今を駆け抜ける龍くんから連絡が来た。突拍子もなく、行動を起こすのは昔からあまり変わっていない。明日、遊びに行こう、たったそれだけのメッセージだった。アイドルがそんな街中に遊びに行って良いのかとか、隣に女の子を連れていたら何か雑誌に取り上げられるのではないかとか、いろいろ心配事はあったが、龍くんにまず尋ねたのは仲良しグループの誰に声を掛けたかということだった。全員集まれることはまずないだろう。学生とは違って、みんなそれぞれに仕事や用事があって、なかなか時間が合うことはないからだ。
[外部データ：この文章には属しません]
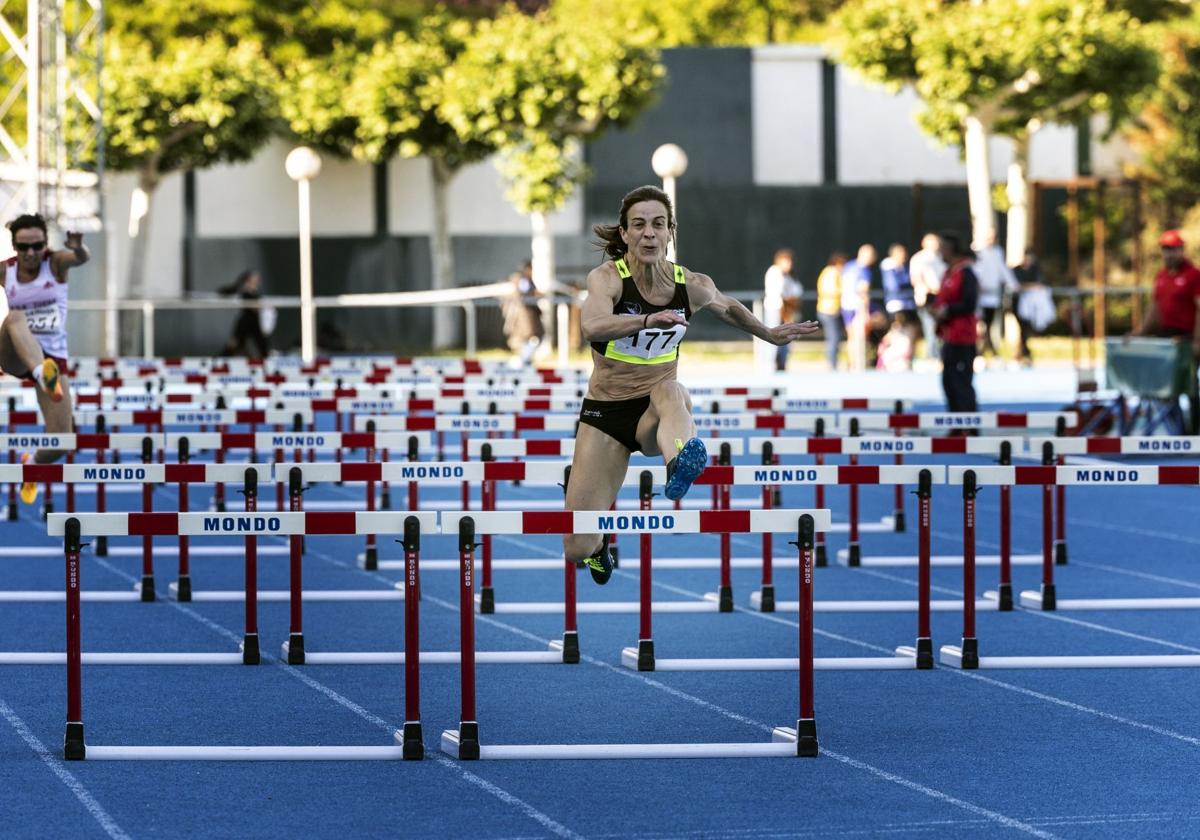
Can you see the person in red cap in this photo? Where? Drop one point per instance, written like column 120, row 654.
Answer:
column 1174, row 306
column 1176, row 299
わたしがメッセージを送ってすぐに龍くんから返信が届く。いつもの待ち合わせ場所で、そして明日は二人だから、という内容がそこには書かれていた。わたしは龍くんと二人で遊ぶなんてこれまでに一度もなかった。でもまあ、いつも遊んでいるグループの子だし、そんな変に考えることもないかと思って、了解の意を込めたスタンプを押す。
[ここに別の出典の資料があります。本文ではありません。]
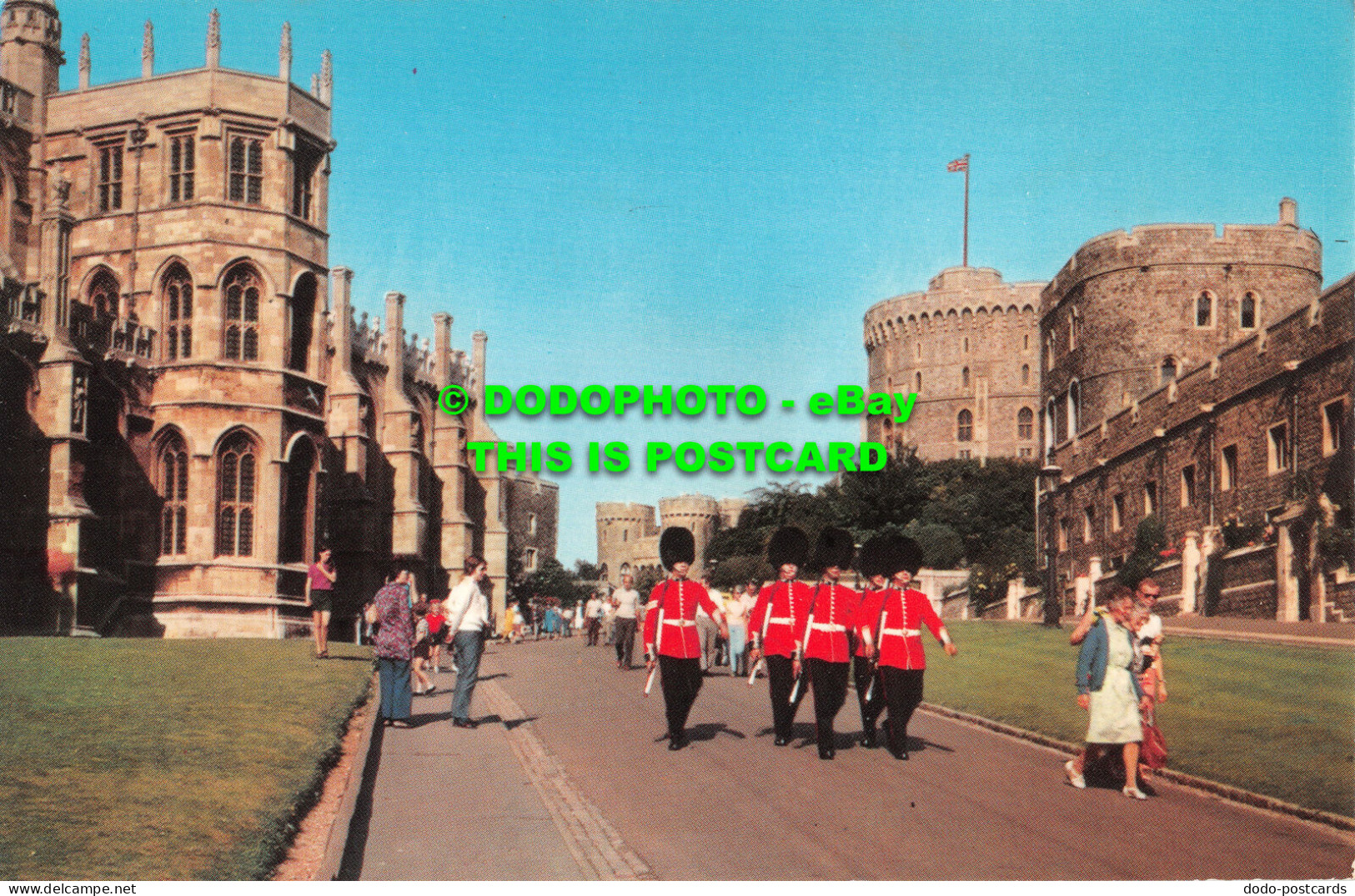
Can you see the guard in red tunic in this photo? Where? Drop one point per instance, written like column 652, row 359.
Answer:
column 671, row 629
column 823, row 643
column 776, row 620
column 863, row 665
column 897, row 639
腕時計をチラチラ見ながら、龍くんの到着を待つ。あと少しで着くとメッセージが来てから、随分長いようだけれど何かあったのだろうか。龍くんはいわゆる不運体質というやつで、彼の身には何かしら降り掛かってくることが多かった。笑って済ますことができるのは龍くんがそういう人だから、というのもあるかもしれない。
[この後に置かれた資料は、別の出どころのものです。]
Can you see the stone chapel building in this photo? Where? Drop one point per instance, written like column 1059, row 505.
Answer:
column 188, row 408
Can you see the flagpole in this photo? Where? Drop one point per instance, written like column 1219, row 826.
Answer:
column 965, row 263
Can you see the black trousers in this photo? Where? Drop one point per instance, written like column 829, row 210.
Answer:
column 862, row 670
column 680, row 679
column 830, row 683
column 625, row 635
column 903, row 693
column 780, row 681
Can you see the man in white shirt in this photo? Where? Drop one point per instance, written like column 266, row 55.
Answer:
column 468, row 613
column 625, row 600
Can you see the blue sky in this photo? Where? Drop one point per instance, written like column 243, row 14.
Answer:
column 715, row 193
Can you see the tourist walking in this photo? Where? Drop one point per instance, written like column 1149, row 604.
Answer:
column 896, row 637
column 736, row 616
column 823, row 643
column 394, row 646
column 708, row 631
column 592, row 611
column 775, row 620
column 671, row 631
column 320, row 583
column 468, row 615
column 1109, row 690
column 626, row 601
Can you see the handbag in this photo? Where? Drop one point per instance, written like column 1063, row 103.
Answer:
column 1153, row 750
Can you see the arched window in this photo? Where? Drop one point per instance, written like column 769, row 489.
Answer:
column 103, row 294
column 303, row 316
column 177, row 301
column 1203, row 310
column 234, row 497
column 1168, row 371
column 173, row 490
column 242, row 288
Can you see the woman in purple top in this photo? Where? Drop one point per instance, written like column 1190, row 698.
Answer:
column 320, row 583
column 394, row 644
すると、わたしの前に見たことのない車が一台止まる。ここは待ち合わせ場所にとても便利の良いところで、色んな人が約束の場所として取り付けることが多いことは聞いている。誰か車に乗るのかな、と思って一歩後ろに足を下げると、その車の窓が開いていく。その中には見知った顔。そして、よく通る声。ある可能性に辿りついたわたしは、その窓の奥をじっと見つめた。こんなに近い距離なのに、ぶんぶんと手を振っているのは紛れもなく龍くんだった。いつも遊ぶ時は全員が公共交通機関を使って集合していたので、車という選択肢は最初から排除されていたのだ。しかも、あの龍くんが運転席に座っている。わたしたちは大人になったんだなあ、と思ったと同時に運転席が似合う龍くんをついつい見つめてしまう。なかなか助手席に乗り込もうとしない龍くんが、わたしのことを急かした。
「名前ちゃん、早く乗って」
「あ、ごめん。意外すぎたから……」
「俺だって車の運転くらいするよ!ま、まあ、ちょっと来るまでに道に迷ったけど……」
「あはは、龍くんらしい」
「そ、それは置いておいて。ほらほら、早く早く!」
車に乗り込んでシートベルトを着用したのを確認した龍くんはアクセルを踏む。男の人に運転してもらう上に助手席に乗っているのって、お父さんやおじいちゃん、お兄ちゃん以外は龍くんが初めてだった。すぐそばの赤信号で止まったので、ちらりと龍くんの横顔を見る。それが、いけなかった。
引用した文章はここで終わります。